The ruling slatter arrives at one time for the division. Two top antitrust officers were expelled from the agency in late July amid internal disagreement when the merger between Hewlet Pacord Enterprise and Junipar Network.
Tensions have questioned the approach to the antitrust enforcement of the Trump administration, which has been a rare area of continuity with the biden administration, which is amidst increasing investigation of Big Tech firms.
Antitrust advocates ruling as ‘slap on wrist’
Not everyone is taking a decision. Advocates of the antitrust have argued Mehta’s ruling amount that “slap on the wrist” for the search giants.
Barry Lynn, Executive Director, Open Markets Institute, an anti-glory-monopoly think tank, argued that the judge’s measures “do nothing to correct these mistakes” and instead tell Google and other monopolists that “even the most important violations of the law will be found with a Thappad on the wrist.
Lynn said in a statement, “To find Google responsible for illegal monopolistic practices after legally making sound and morally courageous decisions, Judge Mehta clearly decided that it was more to implement the law.”
The American Economic Liberty Project called the DOJ and the states who sued it to appeal to the decision.
A statement said, “You do not consider someone guilty of robbing a bank and then punish him for writing a thanks not for the robbery.”
“Similarly, you do not find Google responsible for monopoly and then write a solution that allows it to protect its monopoly,” he continued. “This fakeless measure for the most well -organized case of the last quarter monopoly of the last quarter is a complete failure of their duty and should be appealed.”
Many Democratic MPs also suggested that Mehta’s ruling falls are low.
Democratic Reps.
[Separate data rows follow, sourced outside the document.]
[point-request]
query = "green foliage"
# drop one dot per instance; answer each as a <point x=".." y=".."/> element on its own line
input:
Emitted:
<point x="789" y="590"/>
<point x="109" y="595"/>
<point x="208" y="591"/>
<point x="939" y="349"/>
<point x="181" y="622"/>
Pramila Jaipal (Wash.), Chris Deluzio (Pa.), Pat Ryan (NY) and Angie Craig (Min.), Who presided over the monopoly bustlers Cocks, argued that the decision allows the company to remain a monopoly, while Sen Elizabeth Waran (D-Mas) said “
Apple is on attractive search deal
Google is an amazing winner of the decision Apple. The iPhone-The manufacturer stands to take advantage of his multibilian-dollar deal with Google to make the search engine a default on its Safari web browser.
According to Bloomberg, the search giant paid $ 20 billion to Apple in 2022 alone in 2022. In 2020, Apple had 17.5 percent of the operating income in this revenue.
“This is a monster win for cupertino and a decision for Google to run a house that removes a huge overhang on stock that removes a huge overhang on stock,” said Daniel Evece, analyst of Wesbash Securities.
“While Google in theory is stopped from ‘exclusive deals’, it now gives groundwork to continue its deal for Apple and eventually doubles more AI related partnership with Google Gemini,” he said.
Google CEO Sundar Pichai testified earlier this year that the company was hoping to attack a deal with Apple to integrate Mithun AI on its equipment. Ewes suggested that Tuesday’s decision could “Green Light” a big partnership between two technical giants.
Apple did not respond to the remarks request.